What did you learn from the Living Together Symposium?
During the symposium in June, we learned about how certain design elements can help increase the number of encounters you might have with neighbours, which over time can grow into relationships. Things like adding a courtyard to a building or adding amenity spaces or wider corridors or exterior corridors. And of course events and other types of more intentional activities or programs can help, but I think maybe you need to have people dedicated to it. Everyone should want to build relationships with their neighbours, but sometimes we need a bit of help.
The ideas for physical changes to buildings were from a presentation about the FLUID sociability tool, which is trying to predict social relationships and how a change to physical form (in the built environment) will change the chance of having interactions with neighbours and forming social connections. That was interesting for me to learn, because of my research focus, and because the FLUID tool is also something that wants to reduce social isolation between neighbours.
It was also just interesting for me to be in person and great to see so many faces and talk. Everybody had different backgrounds, there were different housing providers, people from different cities, and researchers. You could really hear different perspectives and put them together to find a common vision.
What is your master’s research focusing on?
I’m focusing on digital technologies and bringing people together and doing citizen engagement. For my thesis, I’m trying to see how some of the digital applications – like Facebook Neighbourhoods and Nextdoor – enhance social connectedness for older adults. I’m trying to see if this kind of networking technology can really help people be less isolated and feel that they can find friends, talk to people and socialize. If they can minimize their loneliness.
What are you doing for Hey Neighbour?
Right now I’m working on a comparative report from the surveys that were conducted last fall, comparing and analyzing the survey data. Actually, the idea for my thesis came out of the focus groups we did for this comparative analysis! I heard from a lot of the people in that group that during the pandemic, the Internet was a lifesaver for them. They couldn’t go to yoga classes and that was the place where they got to know other neighbours and made friends. After the pandemic, they said that having Zoom classes and other activities was somehow helping them not be depressed as much.

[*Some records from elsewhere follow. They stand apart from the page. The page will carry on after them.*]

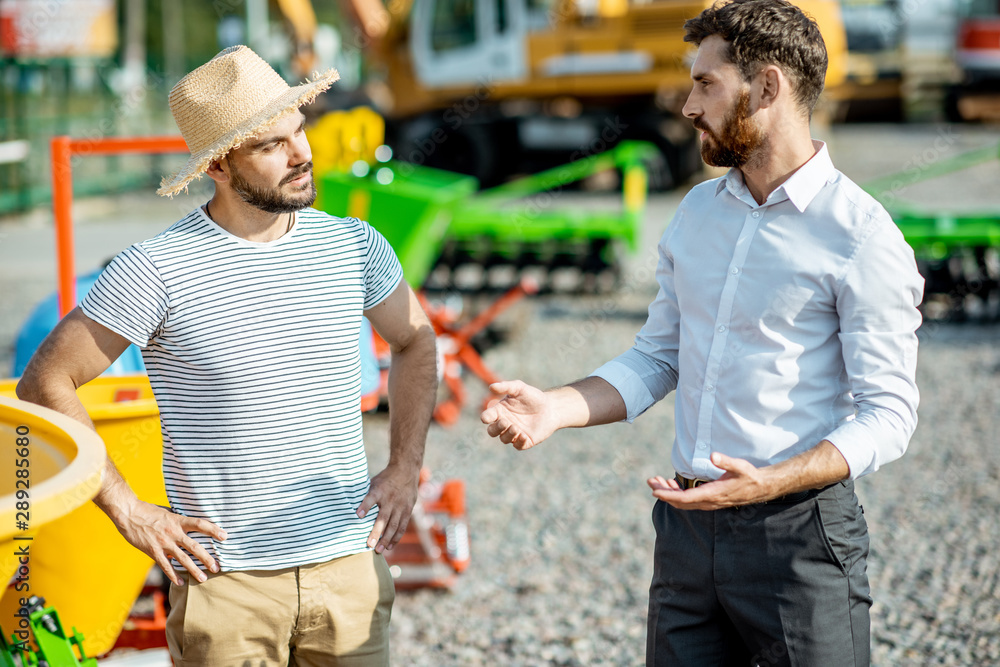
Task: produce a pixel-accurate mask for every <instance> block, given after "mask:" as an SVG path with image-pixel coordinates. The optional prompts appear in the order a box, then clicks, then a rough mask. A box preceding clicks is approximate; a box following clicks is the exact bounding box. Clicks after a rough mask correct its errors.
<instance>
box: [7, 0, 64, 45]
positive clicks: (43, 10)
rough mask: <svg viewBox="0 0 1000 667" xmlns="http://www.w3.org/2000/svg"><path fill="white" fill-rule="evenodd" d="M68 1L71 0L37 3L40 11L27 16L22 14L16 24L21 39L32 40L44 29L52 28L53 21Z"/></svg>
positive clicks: (46, 29) (20, 38)
mask: <svg viewBox="0 0 1000 667" xmlns="http://www.w3.org/2000/svg"><path fill="white" fill-rule="evenodd" d="M68 3H69V0H49V1H48V2H44V3H41V4H40V5H36V6H38V11H36V12H33V13H32V14H30V15H28V16H27V18H25V17H24V16H21V19H20V21H18V22H17V24H16V27H17V36H18V38H19V41H32V40H34V39H35V38H36V37H38V35H39V34H41V33H42V31H44V30H47V29H49V28H51V25H52V22H53V21H54V20H55V19H56V18H57V17H58V16H59V13H60V12H61V11H62V9H63V8H64V7H65V6H66V5H67V4H68Z"/></svg>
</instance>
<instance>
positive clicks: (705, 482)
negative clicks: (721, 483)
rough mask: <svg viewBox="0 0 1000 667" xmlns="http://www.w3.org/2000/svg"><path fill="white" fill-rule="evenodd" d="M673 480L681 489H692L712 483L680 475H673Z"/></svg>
mask: <svg viewBox="0 0 1000 667" xmlns="http://www.w3.org/2000/svg"><path fill="white" fill-rule="evenodd" d="M674 479H675V480H677V483H678V484H679V485H680V487H681V488H682V489H693V488H695V487H698V486H701V485H702V484H708V483H709V482H711V481H712V480H710V479H690V478H688V477H685V476H684V475H680V474H676V475H674Z"/></svg>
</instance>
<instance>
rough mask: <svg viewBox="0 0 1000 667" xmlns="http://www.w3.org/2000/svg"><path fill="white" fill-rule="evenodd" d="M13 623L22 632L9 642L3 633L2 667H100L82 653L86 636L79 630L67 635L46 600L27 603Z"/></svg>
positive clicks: (0, 636) (75, 630)
mask: <svg viewBox="0 0 1000 667" xmlns="http://www.w3.org/2000/svg"><path fill="white" fill-rule="evenodd" d="M14 620H15V621H16V622H18V623H19V625H18V628H19V629H18V631H16V632H14V633H12V634H11V641H10V642H8V641H7V640H6V639H5V638H4V637H3V636H2V631H0V667H45V666H47V667H97V661H96V660H94V659H93V658H88V657H87V654H86V653H85V652H84V650H83V635H81V634H80V633H79V632H77V631H76V628H74V629H73V633H72V634H67V633H66V631H65V630H64V629H63V626H62V621H60V620H59V613H58V612H57V611H56V610H55V609H54V608H52V607H49V606H46V604H45V599H44V598H39V597H36V596H31V597H30V598H28V599H27V600H25V604H24V606H23V607H21V609H20V610H19V611H18V615H17V616H16V617H15V619H14ZM29 637H32V638H34V646H32V644H31V642H30V640H29Z"/></svg>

I started thinking about what if, for example, applications for local social networking would be worth exploring. Would it be helpful for seniors to socialize with each other and to get help for their healthcare needs? I wanted to see if this kind of application could help them.
One of the ways they socialized was just to get help setting up technology. I have to explore this because there are real barriers for seniors. So I have to see if the barriers are bigger than the positive outcomes.